Inspiration

We were inspired by the terrible practice of fast fashion. Fast fashion is the business strategy and trend of closely following the latest fashion trends, manufacturing dozens of new designs over a short period. After some extensive research, we found that this practice is incredibly bad for the environment due to the high water costs and monumental carbon dioxide emissions produced. We concluded that the careless purchasing of clothing without regard for the environment is a severe issue that needs to be addressed.

What it does

Fashionably aims to bring more awareness to the environmental impact of the textile industry to the average person by showing how much damage their outfit can inflict. The user takes a photo of their outfit, and then the program figures out what they are wearing specifically and calculates the water used, carbon dioxide released, toxic chemicals, and more about their clothes. Our initial goal was to compare purchasing clothing firsthand versus secondhand. The program is web-based and allows the user to either take a picture directly on the website or upload their image.

How we built it

We used YOLOv5 to develop a supervised vision-based model to determine the clothes the person is currently wearing. The model is trained based on our own custom data set. Using web-scraped outfits from large fashion retailers, and pictures taken of our fellow hackers (with consent of course) with various outfits to create a more accurate model. We developed a web scraper using Selenium and Python to scrape eCommerce websites for professional photos of clothing.

After detecting the clothing worn, we then use predetermined constants we found through our research to calculate the total environmental impact of the outfit through a Python backend. The program aims to find an approximation of the environmental impact based on the detections from the vision model. We planned on using Flask to implement the backend into an API but did not finish this portion.

Finally, the user interface was created in the React framework, using the Material UI library for buttons and icons, and React Camera to capture the photos. We made several TypeScript components and then merged them on our main page. However, we were unable to implement the model on the website due to several scheduling and tech issues.

Challenges we ran into

While developing our model, we experienced a few issues with one of our laptops due to the extensive processing power needed and being unable to use GPU power. After extensive debugging over both days of the hackathon and professional help from the mentors we decided to use Google Colab. Additionally, our initial dataset was gathered with our custom web-scraping tool from clothing websites such as Levi's, but we realized that the original model would have difficulty processing real images due to the change in lighting and styles. To solve this problem, we crowdsourced additional images to train the model for more accurate conditions, providing a more realistic quality. Scheduling conflicts within our individual team's schedule also set us behind.

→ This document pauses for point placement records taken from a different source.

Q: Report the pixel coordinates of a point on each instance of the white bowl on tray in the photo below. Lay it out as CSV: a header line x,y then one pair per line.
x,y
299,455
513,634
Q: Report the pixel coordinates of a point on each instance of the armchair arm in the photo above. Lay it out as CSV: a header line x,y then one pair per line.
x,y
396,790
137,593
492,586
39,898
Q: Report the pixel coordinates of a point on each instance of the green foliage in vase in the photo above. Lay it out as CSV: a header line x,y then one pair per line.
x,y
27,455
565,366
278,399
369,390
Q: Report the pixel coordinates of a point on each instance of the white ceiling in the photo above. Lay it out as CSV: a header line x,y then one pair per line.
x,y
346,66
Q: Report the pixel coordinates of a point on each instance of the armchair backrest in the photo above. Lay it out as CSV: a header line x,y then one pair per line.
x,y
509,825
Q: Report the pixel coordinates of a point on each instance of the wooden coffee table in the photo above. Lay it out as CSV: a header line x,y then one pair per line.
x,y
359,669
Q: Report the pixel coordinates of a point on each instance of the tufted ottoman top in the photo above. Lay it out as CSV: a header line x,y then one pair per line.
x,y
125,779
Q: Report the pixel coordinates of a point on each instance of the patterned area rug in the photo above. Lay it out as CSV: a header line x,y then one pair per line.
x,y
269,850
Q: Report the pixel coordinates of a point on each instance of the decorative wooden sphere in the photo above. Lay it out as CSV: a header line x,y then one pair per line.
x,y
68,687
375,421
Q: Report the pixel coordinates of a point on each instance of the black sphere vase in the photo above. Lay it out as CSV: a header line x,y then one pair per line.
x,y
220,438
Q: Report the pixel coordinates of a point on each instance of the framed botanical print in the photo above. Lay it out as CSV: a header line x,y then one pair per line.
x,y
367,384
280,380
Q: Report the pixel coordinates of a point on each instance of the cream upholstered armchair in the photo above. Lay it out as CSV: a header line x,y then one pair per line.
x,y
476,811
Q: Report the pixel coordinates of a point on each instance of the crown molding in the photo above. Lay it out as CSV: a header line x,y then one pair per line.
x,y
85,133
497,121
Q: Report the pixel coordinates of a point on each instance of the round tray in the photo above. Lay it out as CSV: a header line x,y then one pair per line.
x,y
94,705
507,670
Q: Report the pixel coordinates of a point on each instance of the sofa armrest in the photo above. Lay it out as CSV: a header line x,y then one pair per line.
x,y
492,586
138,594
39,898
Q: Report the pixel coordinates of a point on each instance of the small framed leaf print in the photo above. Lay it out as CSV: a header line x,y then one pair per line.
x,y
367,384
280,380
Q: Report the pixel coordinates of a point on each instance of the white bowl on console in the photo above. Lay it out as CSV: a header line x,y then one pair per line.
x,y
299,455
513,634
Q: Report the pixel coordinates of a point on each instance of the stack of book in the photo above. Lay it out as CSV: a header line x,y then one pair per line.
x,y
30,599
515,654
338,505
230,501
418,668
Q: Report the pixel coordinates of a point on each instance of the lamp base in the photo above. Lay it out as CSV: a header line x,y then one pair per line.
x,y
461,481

Accomplishments that we're proud of

We are especially proud of our dataset due to its uniqueness. We found very few models online that had the same level of detail; most datasets had very inconsistent quality or used professional photos. Our dataset provides a more realistic and higher-quality set of images for training clothing detection models We are quite proud of our ability to push through our constant problems. As our team member, Arshan, stated, "[We] are proud of the perseverance of our team through the variety of challenges we faced, from building a dataset to training the model, we faced our fair share of troubles."

What we learned

We learned a lot more about the React framework and TypeScript, an unfamiliar tech stack. We also learned more about machine learning, especially YOLOv5, which we had zero experience with going into this solution. This project gave us a new perspective on machine learning and web design, which we will bring back to our daily lives.

What's Next for Fashionably

We would like to finish our front end and back end and completely rework the machine learning model being used. We want to implement further crowdsourcing measures through the website to improve the dataset and grow this solution into a viable tool to be used by many.